Belgique

C’est une réalité naturelle implacable : à quelques exceptions près, les collaborateurs belges des nazis ne sont plus de ce monde. Mais certains ayants droit de ceux qui ont volontairement servi sous les couleurs du Reich bénéficient toujours d’une pension versée par la République allemande. Une pension qui peut être comprise entre 600 et 1 500 euros par mois selon certaines affirmations.

Combien ? Impossible d’avancer des données précises actuelles. Globalement, 25 000 Flamands et 13 000 francophones ont rejoint le camp nazi. Combien bénéficient encore de la pension ? Si l’Allemagne a définitivement rompu avec ses vieux démons, elle maintient un voile pudique sur ce dossier. Il faut préciser aussi que la République fédérale n’a pas signé les accords de Potsdam (qui scellèrent le sort des nations vaincues).

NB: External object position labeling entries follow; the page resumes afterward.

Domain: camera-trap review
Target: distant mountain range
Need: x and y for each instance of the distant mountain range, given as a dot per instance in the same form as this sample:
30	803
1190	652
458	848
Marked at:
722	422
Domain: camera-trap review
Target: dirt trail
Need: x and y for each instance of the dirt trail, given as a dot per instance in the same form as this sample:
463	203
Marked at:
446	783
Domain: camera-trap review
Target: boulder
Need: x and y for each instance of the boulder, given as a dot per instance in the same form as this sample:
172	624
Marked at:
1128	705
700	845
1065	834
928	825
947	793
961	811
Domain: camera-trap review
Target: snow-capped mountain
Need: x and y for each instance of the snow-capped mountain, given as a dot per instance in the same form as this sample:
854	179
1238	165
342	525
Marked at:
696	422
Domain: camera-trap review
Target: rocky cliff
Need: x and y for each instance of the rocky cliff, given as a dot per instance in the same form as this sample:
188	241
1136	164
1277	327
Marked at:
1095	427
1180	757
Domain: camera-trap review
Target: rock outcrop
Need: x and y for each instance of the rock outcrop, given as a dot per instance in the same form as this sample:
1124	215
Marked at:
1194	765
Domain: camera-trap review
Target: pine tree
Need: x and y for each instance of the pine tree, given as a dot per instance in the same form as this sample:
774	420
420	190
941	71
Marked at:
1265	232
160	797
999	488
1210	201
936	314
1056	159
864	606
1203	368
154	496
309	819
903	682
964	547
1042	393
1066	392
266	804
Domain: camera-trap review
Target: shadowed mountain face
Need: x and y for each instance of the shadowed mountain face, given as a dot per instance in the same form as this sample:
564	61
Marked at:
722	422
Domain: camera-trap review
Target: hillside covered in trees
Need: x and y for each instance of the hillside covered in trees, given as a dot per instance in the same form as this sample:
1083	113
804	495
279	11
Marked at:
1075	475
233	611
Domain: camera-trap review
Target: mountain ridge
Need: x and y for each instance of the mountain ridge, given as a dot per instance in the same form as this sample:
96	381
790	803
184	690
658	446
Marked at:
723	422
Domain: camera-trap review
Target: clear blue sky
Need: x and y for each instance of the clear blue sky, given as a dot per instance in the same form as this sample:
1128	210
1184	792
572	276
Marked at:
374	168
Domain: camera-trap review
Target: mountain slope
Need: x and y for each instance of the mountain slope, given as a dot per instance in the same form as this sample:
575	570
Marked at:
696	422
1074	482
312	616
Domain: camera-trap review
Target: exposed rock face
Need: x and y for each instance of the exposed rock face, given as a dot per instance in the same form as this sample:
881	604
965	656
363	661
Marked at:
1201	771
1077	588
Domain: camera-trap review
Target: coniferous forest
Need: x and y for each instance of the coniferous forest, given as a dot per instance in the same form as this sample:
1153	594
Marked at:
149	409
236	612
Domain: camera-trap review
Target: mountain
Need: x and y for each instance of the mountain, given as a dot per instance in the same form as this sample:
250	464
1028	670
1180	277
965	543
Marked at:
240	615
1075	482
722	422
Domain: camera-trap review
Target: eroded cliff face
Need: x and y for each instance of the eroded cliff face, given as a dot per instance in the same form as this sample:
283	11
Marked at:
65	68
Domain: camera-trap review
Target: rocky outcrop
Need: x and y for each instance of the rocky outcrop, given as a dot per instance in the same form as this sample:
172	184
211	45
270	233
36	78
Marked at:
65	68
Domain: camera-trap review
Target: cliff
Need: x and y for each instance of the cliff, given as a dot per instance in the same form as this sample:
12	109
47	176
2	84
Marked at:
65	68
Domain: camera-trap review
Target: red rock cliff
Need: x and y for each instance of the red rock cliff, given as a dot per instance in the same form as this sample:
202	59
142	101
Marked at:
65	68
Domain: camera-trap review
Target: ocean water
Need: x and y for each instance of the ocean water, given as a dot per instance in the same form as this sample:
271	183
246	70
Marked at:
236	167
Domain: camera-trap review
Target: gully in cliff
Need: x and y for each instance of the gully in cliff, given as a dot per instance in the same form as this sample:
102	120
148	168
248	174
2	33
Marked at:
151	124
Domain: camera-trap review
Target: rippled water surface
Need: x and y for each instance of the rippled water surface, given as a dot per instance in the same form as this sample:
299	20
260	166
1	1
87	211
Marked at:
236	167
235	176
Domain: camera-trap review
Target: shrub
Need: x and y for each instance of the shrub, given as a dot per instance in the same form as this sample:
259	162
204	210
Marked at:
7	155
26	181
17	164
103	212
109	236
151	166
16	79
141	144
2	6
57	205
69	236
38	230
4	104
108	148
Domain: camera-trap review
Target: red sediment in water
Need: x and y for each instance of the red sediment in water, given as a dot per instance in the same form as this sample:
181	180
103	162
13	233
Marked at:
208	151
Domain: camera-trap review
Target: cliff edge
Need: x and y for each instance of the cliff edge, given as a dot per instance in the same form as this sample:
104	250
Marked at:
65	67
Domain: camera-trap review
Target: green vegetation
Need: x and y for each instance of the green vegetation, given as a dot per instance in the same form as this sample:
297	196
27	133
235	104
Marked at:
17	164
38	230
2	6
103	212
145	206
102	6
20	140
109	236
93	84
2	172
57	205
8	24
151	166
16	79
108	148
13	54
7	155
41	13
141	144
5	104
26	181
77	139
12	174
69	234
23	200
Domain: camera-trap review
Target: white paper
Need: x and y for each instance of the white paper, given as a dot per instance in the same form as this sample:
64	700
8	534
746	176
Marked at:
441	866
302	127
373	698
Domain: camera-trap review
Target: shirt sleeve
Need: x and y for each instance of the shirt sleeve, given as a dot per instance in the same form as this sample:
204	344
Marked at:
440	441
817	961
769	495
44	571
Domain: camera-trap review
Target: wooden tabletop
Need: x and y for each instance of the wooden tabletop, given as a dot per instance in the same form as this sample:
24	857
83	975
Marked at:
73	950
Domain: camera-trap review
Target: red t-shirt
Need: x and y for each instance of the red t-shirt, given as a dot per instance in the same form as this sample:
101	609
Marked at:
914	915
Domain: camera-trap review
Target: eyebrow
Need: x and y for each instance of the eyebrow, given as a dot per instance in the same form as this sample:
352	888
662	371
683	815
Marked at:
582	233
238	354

En Belgique, la question interpelle depuis près de 20 ans. En 1997, le parlementaire et avocat anversois Fred Erdman (SP.A) avait remué ciel et terre pour qu’on recoupe l’assertion qui voulait que 324 collaborateurs belges purs "Troisième Reich" jouissaient d’une pension allemande. A l’époque, personne ne releva ce délicat couvercle.

Encore 2050 en 2012

En fait, c’était une sous-estimation… En 2012, Alvin De Coninck, fils d’un ancien résistant flamand qui s’intéressait aux pensions des travailleurs forcés, avait établi que l’Allemagne payait toujours les pensions de près de 2 500 collaborateurs belges du Reich (ou en tout cas de leurs veuves). Depuis lors, cet habitant d’Hoegaarden a continué à creuser. L’accès à l’information reste cependant très difficile. Le Groupe Mémoire - qui réunit les "anciens" prisonniers politiques - a dès lors décidé de s’investir à son tour dans cette question.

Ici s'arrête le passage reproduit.